The so-called Law on International Tax Transparency, the Prevention of Money Laundering and Terrorist Financing was approved by Uruguay’s Parliament on 29 December and took effect three days later, according to a report on the website of the Society of Trust & Estate Practitioners (STEP) and other tax industry sources.
Those reporting the information must submit it to the Central Bank of Uruguay (Banco Central del Uruguay), or potentially face “severe penalties”, according to a guest posting on DLA Piper’s South American website by the Montevideo-based law firm, Bergstein Abogados, including fines of around US$23,000, a prohibition on the distrubution of dividends and profits from the undisclosed entity, and the suspension of Uruguayan Tax Office certification.
The law also calls for Uruguay financial services businesses, including those that are subsidiaries of non-resident financial entities, to provide information about their resident and non-resident clients to the Uruguayan tax authorities on an annual basis, and introduces measures aimed at discouraging the use of foreign entities located in low tax jurisdictions or that benefit from low tax regimes, the STEP report notes.
Uruguay has traditionally been more affluent and stable than most of its neighbours, and some time ago became known as “the Switzerland of South America”. Multi-nationals, including insurance companies, have tended to use it as a base from which to launch their South American expansion efforts.

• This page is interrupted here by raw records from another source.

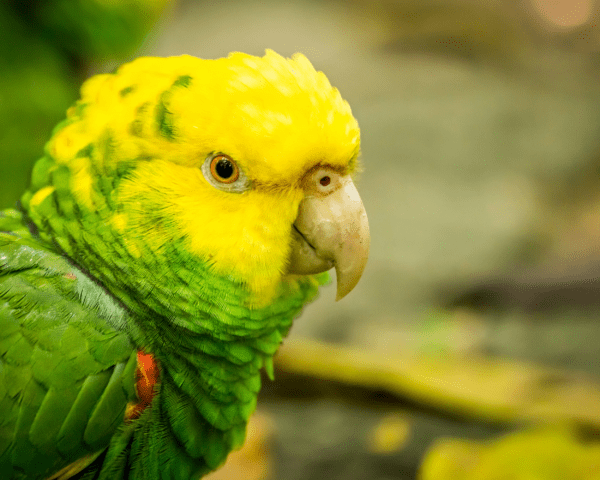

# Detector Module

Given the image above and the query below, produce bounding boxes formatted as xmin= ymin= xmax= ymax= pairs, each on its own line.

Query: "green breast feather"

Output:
xmin=0 ymin=210 xmax=324 ymax=480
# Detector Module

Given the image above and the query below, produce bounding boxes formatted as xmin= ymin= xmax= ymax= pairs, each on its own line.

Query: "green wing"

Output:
xmin=0 ymin=210 xmax=136 ymax=479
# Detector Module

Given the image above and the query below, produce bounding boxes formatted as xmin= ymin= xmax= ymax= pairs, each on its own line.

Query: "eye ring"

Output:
xmin=210 ymin=153 xmax=240 ymax=184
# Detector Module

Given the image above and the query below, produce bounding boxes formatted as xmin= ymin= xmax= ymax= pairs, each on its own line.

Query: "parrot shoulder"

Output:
xmin=0 ymin=210 xmax=137 ymax=479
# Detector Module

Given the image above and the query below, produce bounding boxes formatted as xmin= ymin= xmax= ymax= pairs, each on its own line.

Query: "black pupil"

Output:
xmin=215 ymin=158 xmax=233 ymax=178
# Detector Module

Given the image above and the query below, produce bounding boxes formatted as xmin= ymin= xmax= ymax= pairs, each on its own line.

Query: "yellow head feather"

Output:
xmin=30 ymin=51 xmax=359 ymax=304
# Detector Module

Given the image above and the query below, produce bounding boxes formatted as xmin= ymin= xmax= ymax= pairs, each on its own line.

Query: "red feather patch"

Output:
xmin=125 ymin=350 xmax=160 ymax=420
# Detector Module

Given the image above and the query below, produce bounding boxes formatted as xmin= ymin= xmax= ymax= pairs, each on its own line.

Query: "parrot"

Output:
xmin=0 ymin=50 xmax=370 ymax=480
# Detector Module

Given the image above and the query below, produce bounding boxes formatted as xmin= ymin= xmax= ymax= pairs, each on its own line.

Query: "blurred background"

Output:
xmin=0 ymin=0 xmax=600 ymax=480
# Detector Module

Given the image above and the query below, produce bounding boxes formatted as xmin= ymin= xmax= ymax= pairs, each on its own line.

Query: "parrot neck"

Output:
xmin=107 ymin=262 xmax=324 ymax=472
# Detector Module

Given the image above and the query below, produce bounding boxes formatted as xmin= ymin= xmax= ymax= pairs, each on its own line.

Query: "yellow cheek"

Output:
xmin=115 ymin=161 xmax=303 ymax=304
xmin=181 ymin=186 xmax=302 ymax=298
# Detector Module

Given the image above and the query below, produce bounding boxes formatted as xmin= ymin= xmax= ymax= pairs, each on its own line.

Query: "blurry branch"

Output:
xmin=275 ymin=340 xmax=600 ymax=429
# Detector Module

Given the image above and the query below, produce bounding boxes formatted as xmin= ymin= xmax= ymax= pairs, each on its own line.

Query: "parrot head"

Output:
xmin=22 ymin=51 xmax=369 ymax=305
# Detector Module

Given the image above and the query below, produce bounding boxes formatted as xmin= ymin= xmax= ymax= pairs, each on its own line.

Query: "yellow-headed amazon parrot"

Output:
xmin=0 ymin=51 xmax=369 ymax=480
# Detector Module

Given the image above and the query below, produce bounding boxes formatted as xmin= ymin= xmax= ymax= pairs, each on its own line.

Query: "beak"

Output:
xmin=288 ymin=169 xmax=371 ymax=300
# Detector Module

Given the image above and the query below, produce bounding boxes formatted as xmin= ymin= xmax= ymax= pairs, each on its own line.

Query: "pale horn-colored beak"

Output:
xmin=288 ymin=168 xmax=371 ymax=300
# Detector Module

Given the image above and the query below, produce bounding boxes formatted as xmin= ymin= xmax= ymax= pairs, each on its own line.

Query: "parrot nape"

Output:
xmin=0 ymin=50 xmax=369 ymax=480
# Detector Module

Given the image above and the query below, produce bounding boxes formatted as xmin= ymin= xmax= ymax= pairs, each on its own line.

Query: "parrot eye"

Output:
xmin=210 ymin=154 xmax=240 ymax=183
xmin=201 ymin=153 xmax=251 ymax=193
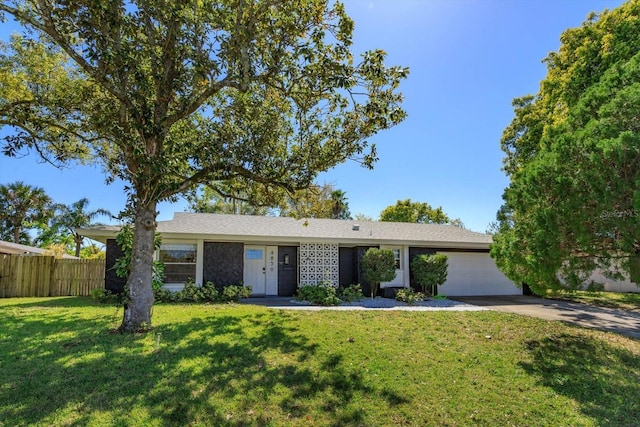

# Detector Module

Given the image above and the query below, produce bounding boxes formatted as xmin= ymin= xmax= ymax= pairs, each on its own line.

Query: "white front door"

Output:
xmin=244 ymin=246 xmax=267 ymax=295
xmin=265 ymin=246 xmax=278 ymax=295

Recently, though, as the new regulations aimed at boosting tax transparency suggest, it has been aligning itself with the Organisation for Economic Co-operation and Development and entering into numerous tax information exchange agreements, double tax agreements and has agreed to participate in the Common Reporting Standard information exchange programme in 2018.
It is not currently included on the most recent list of the 87 most important international global financial centres, the Global Financial Centres Index, published twice a year by London-based Z/Yen Group.